Ely describes what happened after a moderate dose of prednisone:
“I’m having prednisone side effects. My doctor prescribed this drug last Thursday. She prescribed 20mg twice daily for five days. I was sleepless for three days in row. On day 4 after a short nap I awake feeling so nervous. I am crying, my hands are shaking, and my heart is beating so hard. These are awful feelings.
“My doctor told me I will feel that way for about nine days. She didn’t show any care about me. She also said I can go back to work (and drive a long way) the next day. But the way I was and am feeling I’m not daring to drive even one block.
“I do not understand why she prescribed that medicine, without any warning, for a small allergy I had. I mean the medicine was worse than my illness.”
Bob describes what it’s like to be sleepless on steroids:
“My wife had sleepless nights when on prednisone and the doctor said that she might do some odd things that she normally wouldn’t do. He was right. One night she got up and tore down the wall paper in our bathroom :-) We still get a laugh over this one.”
S.K.F. describes prednisone withdrawal:
“I am experiencing high blood pressure, agoraphobia, panic attacks, light headedness, confusion, weakness, intolerance to heat, IBS, shaking, etc. These side effects all started the day I stopped the drug. It has been 7 days with not much improvement. I was hospitalized for 3 days. I pray I do not EVER have to take prednisone again… EVER.
“I am hoping I get past this. My quality of life stinks. I took 30mg 1 day 20mg 2 days and 1 mg 2 days. Absolutely HATE this.

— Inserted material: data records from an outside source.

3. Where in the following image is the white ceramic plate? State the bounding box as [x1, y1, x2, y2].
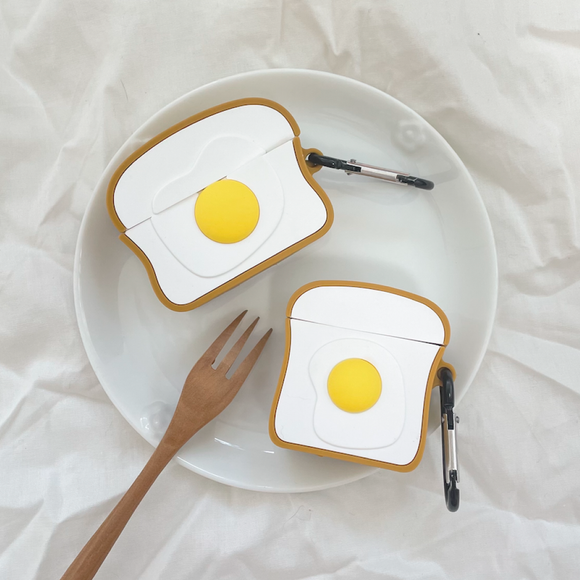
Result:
[74, 70, 497, 492]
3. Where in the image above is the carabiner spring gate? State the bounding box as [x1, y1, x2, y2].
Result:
[439, 367, 459, 512]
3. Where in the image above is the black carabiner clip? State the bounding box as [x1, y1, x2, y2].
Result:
[439, 367, 459, 512]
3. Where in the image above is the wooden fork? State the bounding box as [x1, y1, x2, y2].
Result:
[61, 310, 272, 580]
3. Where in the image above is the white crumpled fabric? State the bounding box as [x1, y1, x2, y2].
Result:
[0, 0, 580, 580]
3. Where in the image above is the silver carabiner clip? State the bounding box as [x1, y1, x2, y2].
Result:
[306, 153, 435, 190]
[439, 367, 459, 512]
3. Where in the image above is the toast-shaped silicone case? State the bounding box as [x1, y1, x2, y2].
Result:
[107, 99, 333, 311]
[270, 281, 452, 471]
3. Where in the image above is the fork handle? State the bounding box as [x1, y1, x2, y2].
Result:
[61, 440, 179, 580]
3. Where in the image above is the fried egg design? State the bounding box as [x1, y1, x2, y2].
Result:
[270, 282, 449, 471]
[107, 99, 333, 310]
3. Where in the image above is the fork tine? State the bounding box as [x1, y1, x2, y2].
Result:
[230, 328, 272, 385]
[199, 310, 248, 365]
[217, 316, 260, 374]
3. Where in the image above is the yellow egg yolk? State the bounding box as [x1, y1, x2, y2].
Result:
[328, 358, 382, 413]
[195, 179, 260, 244]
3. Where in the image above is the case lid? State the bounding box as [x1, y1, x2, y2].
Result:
[288, 282, 450, 346]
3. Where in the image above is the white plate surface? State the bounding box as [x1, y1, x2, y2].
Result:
[74, 70, 497, 492]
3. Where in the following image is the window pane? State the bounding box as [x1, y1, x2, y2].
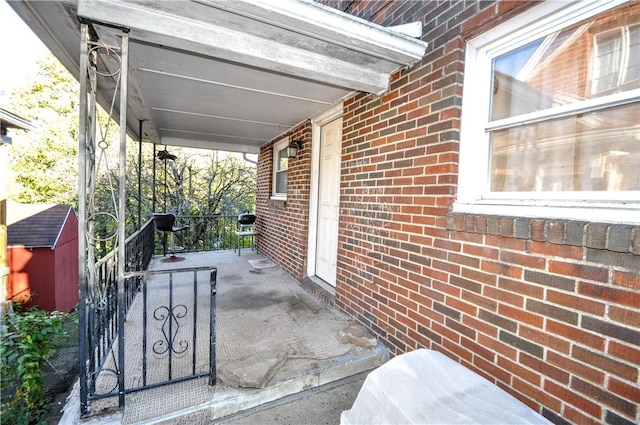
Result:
[276, 170, 289, 194]
[490, 103, 640, 192]
[490, 2, 640, 120]
[624, 25, 640, 83]
[276, 148, 289, 171]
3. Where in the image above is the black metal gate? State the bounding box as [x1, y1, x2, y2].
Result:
[80, 260, 217, 414]
[78, 19, 216, 415]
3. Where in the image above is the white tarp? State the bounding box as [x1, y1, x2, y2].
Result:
[340, 349, 551, 425]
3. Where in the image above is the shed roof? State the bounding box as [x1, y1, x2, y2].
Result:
[7, 203, 73, 249]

Just the Tip of the Corticosteroid Iceberg:
These are just a few of the messages that have been posted to our website. At last count there were over 800 comments in the feedback section of this post. Feel free to add your story or comment below.
We find it astonishing that some prescribers do not warn patients about the possibility of psychological side effects brought on by prednisone and friends. Even a short-course of high-dose steroid can precipitate symptoms. And not warning about gradual tapering borders on bad medicine. To protect yourself and your loved ones from such medical mistakes we suggest our latest book, Top Screw-ups Doctors Make and How to Avoid Them.
We want to emphasize that corticosteroids can be very valuable. Some people must take them for the rest of their lives because of a very serious or life-threatening condition. And NO ONE should ever stop taking a drug like prednisone suddenly. It must be phased off gradually under medical supervision.
Other side effects associated with corticosteroids like Prednisone
- Fluid retention, edema
- Irritability, nervousness, mood swings, mania, depression, psychosis
- Disorientation, confusion
- Loss of potassium
- Dizziness, vertigo
- Muscle weakness
- Blood sugar elevation (diabetes)
- Irregular menstrual cycles
- Swollen face
- Hair growth (including on the face)
- Itching, rash, hives
- Increased susceptibility to infection
- Weakened bones (osteopenia, osteoporosis)
- Tendon rupture
The higher the dose and the longer someone takes a drug like prednisone the more likely there will be side effects. Make sure your physician is monitoring things like potassium, blood sugar, bone density and psychological well being. And again, never stop a corticosteroid suddenly!